Scheme 1.Self-activated As/Mn-NHs for high-contrast MRI and thermo/immuno-arsenotherapeutic synergy of ATO against solid tumors.

The research team introduced a controllable Mn2+/HAsO32-biomineralization reaction in the albumin cavity to prepare a self-activating arsenic-manganese nanocomposite with tumor-targeted drug delivery ability. The arsenic-manganese nanocomplex can be decomposed under the stimulation of acidity and glutathione to generate Mn2+with high-contrast MRI imaging, and at the same time, it can significantly increase the concentration of arsenic in tumor cells, and induce tumor cell apoptosis and anti-tumor metastases through various pathways (Fig. 1), and significantly induce tumor immunogenic cell death (Fig. 2).

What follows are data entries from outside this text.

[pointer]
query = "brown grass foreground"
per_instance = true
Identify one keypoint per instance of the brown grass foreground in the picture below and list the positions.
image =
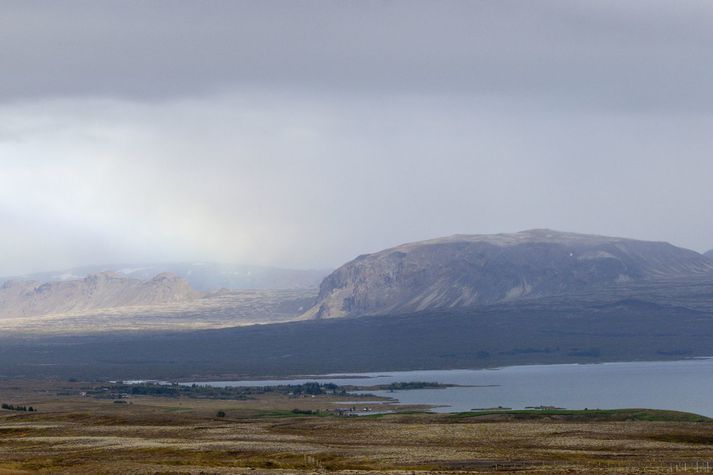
(74, 434)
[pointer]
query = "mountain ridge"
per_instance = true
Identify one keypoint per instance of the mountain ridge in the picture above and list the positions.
(203, 276)
(471, 270)
(95, 291)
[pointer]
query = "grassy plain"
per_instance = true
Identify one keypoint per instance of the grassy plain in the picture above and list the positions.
(148, 435)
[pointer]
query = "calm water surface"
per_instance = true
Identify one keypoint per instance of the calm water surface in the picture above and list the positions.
(679, 385)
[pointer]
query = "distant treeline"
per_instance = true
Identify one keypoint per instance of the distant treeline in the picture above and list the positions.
(15, 407)
(120, 390)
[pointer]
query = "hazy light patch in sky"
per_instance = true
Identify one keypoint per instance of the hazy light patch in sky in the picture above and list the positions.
(136, 135)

The arsenic-manganese nanocomposite has a good therapeutic effect on triple-negative breast cancer, and it can be further combined with photothermal therapy or immunotherapy to enhance the inhibitory effect of orthotopic breast cancer and lung metastasis through synergistic effect (Fig. 3).


Fig. 1.Mechanisms of apoptosis and anti-metastasis in tumor cells after As/Mn-NHs treatment.

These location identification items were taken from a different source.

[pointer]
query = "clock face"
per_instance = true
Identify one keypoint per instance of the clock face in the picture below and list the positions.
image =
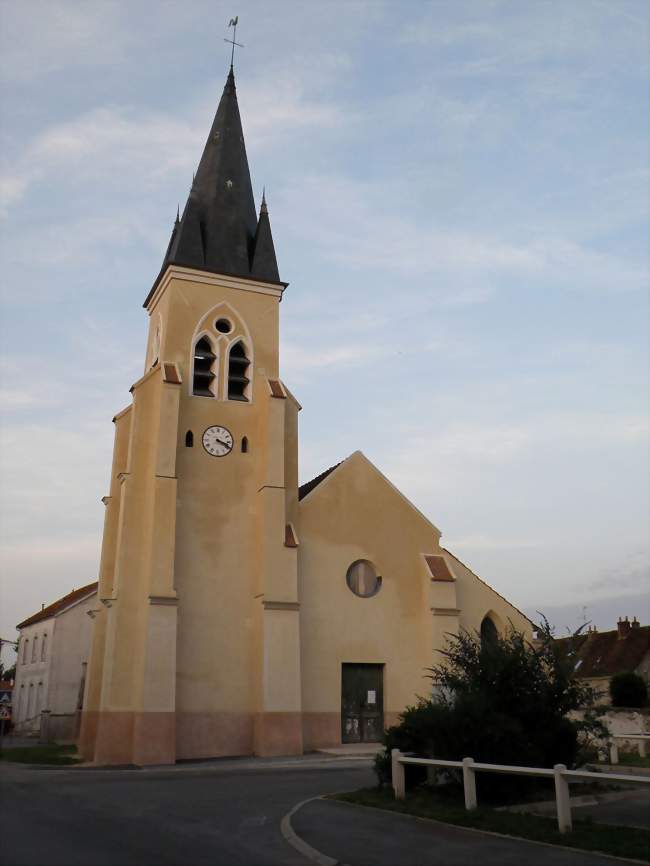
(217, 441)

Fig. 2.Immunogenic cell death (ICD) effect has been inducedin 4T1 tumor cellsafter As/Mn-NHs treatment.

Fig. 3.Synergistic antitumor efficacy against both primary and metastatic breast tumors upon combination with concurrent thermo/immuno-therapy.


In summary, our rationally designed As/Mn-NHs with tumor targeting and stimuli-responsive cascade delivery show great promise in high-contrast imaging and arsenotherapy-based synergy, affording a clinically translational vehicle for visible and synergistic arsenotherapy against solid tumors.

References:Yanhua Zhai, Ming Liu, Tao Yang, Jie Luo, Chaogang Wei*, Junkang Shen*, Xue Song, Hengte Ke, Peng Sun, Miao Guo, Yibin Deng*, Huabing Chen*, Self-activated arsenic manganite nanohybrids for visible and synergistic thermo/immuno-arsenotherapy.J Control Release2022, 350, 761-776.